NEW YORK - Thousands of American Jews gathered Sunday in New York's Battery Park to protest U.S. President Donald Trump’s executive order and in support of refugees. With a misty Statue of Liberty looming in the background, flanked by ferries taking tourists to visit nearby Ellis Island, the memory of the Holocaust - at the center of the struggle for many grandparents who have sought refuge in this very harbor - was a common theme throughout the rally.

Laura Clark, a 50-year-old New Yorker who came to the rally with her 13-year-old daughter Aliana, was dressed as Lady Liberty. She held a sign that read “Emma Lazarus was a Jew,” on one side, and “proud granddaughter of immigrant sheepherder Joaquin Solosabal" on the other.

“I’m here as a granddaughter of an immigrant who came to the US through Ellis Island,” Clark told Haaretz.  “M grandfather was a sheep herder and came here with $20 in his pocket. And his descendants are six college graduates, a member of the National Guard and teachers in public schools who are helping disabled students. We are America and I’m proud to be a descendent of refugees. I think Jews should be clear about treating the stranger as they would like to be treated."

Joshua, who refuses to say his family name, is standing on a rock holding with a sign that reads “What would bubby say?” On the opposite side, the answer: “Such a Shande.”

Laura Clark at the Jewish Rally for Refugees in New York, February 12, 2017.
Taly Krupkin

“I’m here to represent my bubby, my Jewish grandmother, she is 96 years young, she has lived for so long, and fought for so much,” explained Joshua. “She has asked me to fight for her in my activism and to remind people that there is a whole generation of bubbles who remember World War II and the Holocaust and blacklisting, like she was blacklisted in the 50s - she was an opera singer at the Met. it should give us power, because bubbies give us power. ”

Many held signs referring to their bubbies, and a few even tried to shame Jared Kushner, whose grandmother was a refugee, with a sign that read, “Jared, what would your bubby say?”

The rally was organized by HIAS, the global Jewish nonprofit that protects refugees, and similar events were held in other cities across the U.S. including the participation of over 1,900 American rabbis in 48 states and more than 260 congregations across the country. As rabbis from different Jewish organizations took the stage one by one, members of the audience clutched their umbrellas, protecting themselves in vain from the hail, as temperatures dropped below freezing.

Rep. Keith Ellison (D-MN), currently running for Democratic National Committee chair, took stage under the pouring rain.
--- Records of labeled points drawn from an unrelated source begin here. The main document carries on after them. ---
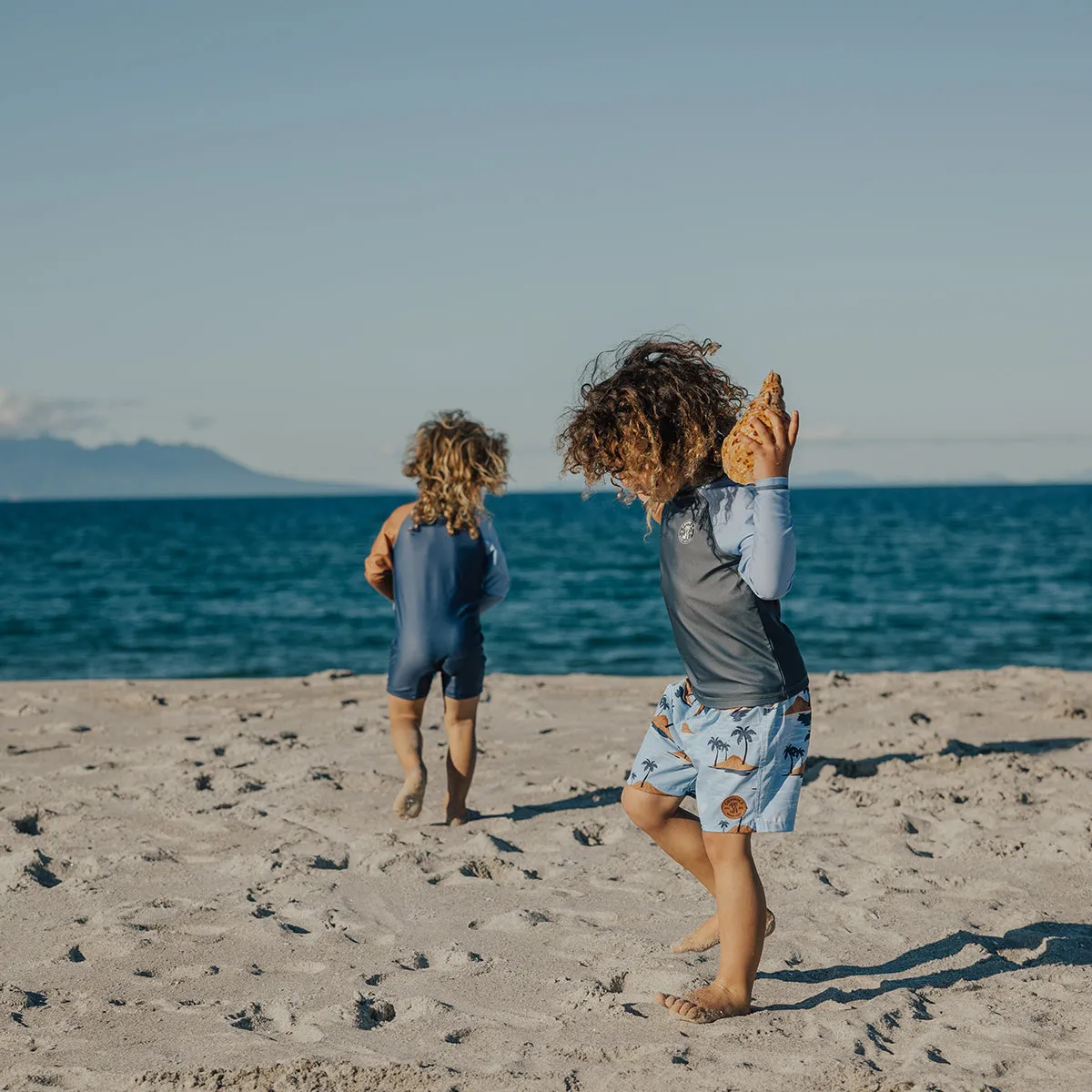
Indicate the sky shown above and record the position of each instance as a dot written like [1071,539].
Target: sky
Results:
[294,232]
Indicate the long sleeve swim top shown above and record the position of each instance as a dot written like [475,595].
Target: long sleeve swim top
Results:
[435,577]
[726,556]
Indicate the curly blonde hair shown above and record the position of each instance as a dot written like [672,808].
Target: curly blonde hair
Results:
[454,460]
[653,412]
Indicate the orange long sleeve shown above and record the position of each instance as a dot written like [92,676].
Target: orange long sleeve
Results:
[379,567]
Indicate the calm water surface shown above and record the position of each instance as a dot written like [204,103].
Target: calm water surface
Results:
[902,579]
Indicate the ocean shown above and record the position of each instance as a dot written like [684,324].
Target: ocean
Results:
[901,579]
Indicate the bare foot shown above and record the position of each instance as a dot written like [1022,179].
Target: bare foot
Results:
[409,802]
[704,1006]
[708,935]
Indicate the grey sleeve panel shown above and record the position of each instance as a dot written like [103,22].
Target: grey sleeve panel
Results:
[754,523]
[497,582]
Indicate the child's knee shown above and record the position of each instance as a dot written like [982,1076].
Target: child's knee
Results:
[727,849]
[644,809]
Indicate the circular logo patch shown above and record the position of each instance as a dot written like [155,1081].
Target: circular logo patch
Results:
[734,807]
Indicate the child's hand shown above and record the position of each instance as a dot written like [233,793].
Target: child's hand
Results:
[773,445]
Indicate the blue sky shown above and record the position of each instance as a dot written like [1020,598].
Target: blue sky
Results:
[292,232]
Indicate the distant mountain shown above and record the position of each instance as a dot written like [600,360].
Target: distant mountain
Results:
[48,469]
[833,479]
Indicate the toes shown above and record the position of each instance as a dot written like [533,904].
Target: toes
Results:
[682,1008]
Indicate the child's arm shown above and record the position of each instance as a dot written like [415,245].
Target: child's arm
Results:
[379,567]
[497,582]
[768,552]
[762,535]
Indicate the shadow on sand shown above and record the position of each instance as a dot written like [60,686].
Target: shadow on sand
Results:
[869,767]
[593,798]
[1066,944]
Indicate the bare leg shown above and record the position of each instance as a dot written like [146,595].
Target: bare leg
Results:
[674,830]
[680,835]
[460,721]
[741,907]
[405,734]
In a passionate speech, Ellison slammed Trump’s administration for failing to mention Jews in the official statement for Holocaust Remembrance Day. “Those same people who sent Jews back to the Third Reich never left”’ he said. “We will stand up, we will stand together and we will say, refugees are welcome here.”

Matthew at the Jewish Rally for Refugees in New York, February 12, 2017.
Taly Krupkin

Other volunteers and rabies standing behind the stage were hopping in place in keep warm, yet the crowd was not ready to disperse. Rabbi Angela Buchdahl from New York's Central Synagogue, known as the first Asian American to be ordained as cantor or rabbi in North America, performed “Hine Ma Tov “and “America the Beautiful" at the event.
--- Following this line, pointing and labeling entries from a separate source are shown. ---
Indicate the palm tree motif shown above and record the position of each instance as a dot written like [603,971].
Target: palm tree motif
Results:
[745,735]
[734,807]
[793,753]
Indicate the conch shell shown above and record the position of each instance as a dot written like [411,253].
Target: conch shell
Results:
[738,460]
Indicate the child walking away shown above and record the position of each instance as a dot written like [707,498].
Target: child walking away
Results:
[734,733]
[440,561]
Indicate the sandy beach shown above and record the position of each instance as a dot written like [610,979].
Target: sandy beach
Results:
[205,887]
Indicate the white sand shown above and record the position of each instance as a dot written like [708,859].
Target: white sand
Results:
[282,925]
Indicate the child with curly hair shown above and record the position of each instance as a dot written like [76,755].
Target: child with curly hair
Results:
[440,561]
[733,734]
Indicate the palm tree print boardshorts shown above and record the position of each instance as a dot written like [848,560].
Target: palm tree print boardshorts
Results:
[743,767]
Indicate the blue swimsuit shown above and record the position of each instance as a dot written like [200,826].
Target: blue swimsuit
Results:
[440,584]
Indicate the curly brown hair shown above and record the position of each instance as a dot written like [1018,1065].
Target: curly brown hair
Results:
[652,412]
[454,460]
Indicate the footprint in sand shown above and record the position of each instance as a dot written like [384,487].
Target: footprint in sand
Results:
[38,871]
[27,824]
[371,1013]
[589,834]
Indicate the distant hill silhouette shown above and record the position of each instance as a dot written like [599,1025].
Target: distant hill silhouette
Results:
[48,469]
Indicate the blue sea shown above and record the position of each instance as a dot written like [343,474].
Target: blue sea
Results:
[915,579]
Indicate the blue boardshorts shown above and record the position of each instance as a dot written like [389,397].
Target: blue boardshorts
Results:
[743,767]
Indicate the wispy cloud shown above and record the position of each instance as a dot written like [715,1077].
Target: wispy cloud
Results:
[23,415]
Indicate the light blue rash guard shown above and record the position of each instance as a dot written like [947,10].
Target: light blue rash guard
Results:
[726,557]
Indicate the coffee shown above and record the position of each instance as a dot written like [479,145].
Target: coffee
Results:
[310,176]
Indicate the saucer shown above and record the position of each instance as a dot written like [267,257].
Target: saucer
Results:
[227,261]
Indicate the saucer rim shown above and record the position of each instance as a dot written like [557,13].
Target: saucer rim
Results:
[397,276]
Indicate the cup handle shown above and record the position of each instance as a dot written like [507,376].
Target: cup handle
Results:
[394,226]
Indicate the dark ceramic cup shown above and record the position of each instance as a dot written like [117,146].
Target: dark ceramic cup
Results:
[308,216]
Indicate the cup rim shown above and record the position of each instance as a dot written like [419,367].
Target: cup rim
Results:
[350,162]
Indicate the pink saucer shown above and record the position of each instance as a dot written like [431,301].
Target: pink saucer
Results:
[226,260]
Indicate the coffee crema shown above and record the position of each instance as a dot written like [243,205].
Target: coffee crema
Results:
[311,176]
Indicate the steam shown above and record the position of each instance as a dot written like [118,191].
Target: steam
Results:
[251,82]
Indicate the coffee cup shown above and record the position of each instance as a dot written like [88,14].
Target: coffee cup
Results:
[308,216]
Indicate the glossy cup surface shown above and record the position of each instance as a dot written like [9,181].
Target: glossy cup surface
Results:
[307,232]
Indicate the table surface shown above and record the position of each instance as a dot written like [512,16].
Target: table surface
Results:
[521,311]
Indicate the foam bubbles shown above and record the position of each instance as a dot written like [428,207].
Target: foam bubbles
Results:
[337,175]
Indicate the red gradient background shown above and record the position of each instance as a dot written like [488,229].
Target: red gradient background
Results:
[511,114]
“I’m proud of the Jewish community coming together for this crisis. There are times when we are called as Jews to stand with our moral conscience, and our prophetic tradition tells us there are moments when one must act,” she told Haaretz.

Popular Novelist Gary Steyngart, author of bestselling “The Russian Debutante's Handbook” and “Little Failure,” whose family came to the U.S. as refugees from St. Petersburg, Russia with the help of HIAS, congratulated the crowd for showing up despite the horrible weather, which he said reminded him of the Soviet Union.

“To not raise your voice, to stay silent in this horrible time is inappropriate, we are all in this together," he told Haaretz. “As a Soviet refuge, facing anti-Semitism and escaping a hell hole, frankly, these people are fleeing something much worse than anything imaginable in the Soviet Union,” he said of the refugees from the seven Muslim-majority countries included in Trump's executive order.

Federal judges have halted Trump's ban, though the president has threatened to issue a new executive order as early as this week. Moreover, reports over the weekend have suggested that U.S. Immigration and Customs Enforcement (ICE) officials have started raiding immigrant communities in New York and other states. Steyngart, like others at the rally, is concerned. 

“The are switching tactics, they are going to use the ICE," he said. “Everyone is New York has to bound together to protect them, New York is a very dense city, we all know someone, our doorman could be a refugee, we have to protect them in a very real way”.